Monday, March 21, 2011

windy spring= disappearing snowpack

The snowpack in the northern San Juan mountains is still looking pretty good at 113% of normal. However, every spring we get these nice breezes that move the red dust from the desert landscape of Utah and Arizona to the mountains of SW Colorado. Between the sublimation of snow in these warm winds and the decrease in surface albedo from the dark dust, we can lose a large portion of our snowpack in just one wind event.

This "weather story" is courtesy of the National Weather Service explaining what we have in store for today and tonight. The first major wind event of the new spring. Notice how the SW winds come from the deserts right onto the southern mountains. Through most of the winter much of the west was damp, but now it seems that the snotel sites in New Mexico and Arizona are showing snowpack percentages in the single digits. Not a good sign at the END of winter.

Wednesday, March 16, 2011

The Cutler divided and undivided

Back in the Permian the Uncompahgre Mountains in western Colorado were experiencing extensive erosion and creating some great alluvial fans to the west all the way into now what is Utah. These red beds, now called the Cutler formation after a small creek just north of Ouray CO can be seen from western Colorado into central Utah. What is interesting is that the Cutler seems to have two sets of identities. In western Colorado, extreme eastern Utah and other places along the Colorado River we find the Undivided Cutler.

The undivided identity is a thick mix of irregular collection of dark red, lumpy sandstones, mudstones and conglomerates.

The divided sequence looks a little different. It too has the debris from the Uncompahgre Mountains but it also shows a more complex geologic story. The earliest layers show a shale/limestone mix complete with fossils indicating a marine origin. Resting above the limestone is the Cedar Mesa Sandstone an inter-fingering of near beach white sandstone and the red from the Uncompahgre Mountains showing a changing sea level. The sequence is finally topped with a brilliant white aeolian sandstone showing again a very different environment.

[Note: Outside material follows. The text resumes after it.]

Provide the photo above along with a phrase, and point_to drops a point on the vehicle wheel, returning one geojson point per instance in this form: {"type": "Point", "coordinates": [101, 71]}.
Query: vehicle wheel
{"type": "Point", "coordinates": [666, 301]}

Taken from the Colorado River overlook. The Undivided Cutler in the foreground with the Needles of the Cedar Mesa Sandstone of the divided Cutler in the background.

A closer look at the Undivided Cutler looking down at the Colorado River

Monday, March 7, 2011

AW #32. Favorite images The anticline overlook

Ann said the festivities don't start until tomorrow night so I have a chance to hand this in late! Thanks!

This was taken from the appropriately named "Anticline Overlook" of the Canyon Rims Recreation Area in eastern Utah. The anticline is obvious, you can see the upward curve of the rock units. I love the part where the river cuts through the anticline making a natural road cut.

The river cuts through the Permian age Cutler formation, the left overs from the formation of the Ancestral Rockies. The upward arching of these rocks is from the squishing (a very technical term) of a buried salt layer. Far below the Cutler lies the Pennsylvanian Paradox formation, a mile thick layer of salt that has a tendency to move about creating some fun landscapes in the desert southwest. The buildings and ponds you see in the picture are a potash mine. Water is pumped underground into the Paradox layer, dissolves the salts and the brine is pumped back to the surface into the blue evaporation ponds in the background. The water evaporates away leaving the salts for transport.

The fun part of this area are the roads. They are barely visible in the picture but they travel hundreds of miles through the red rock desert . A mountain biking heaven!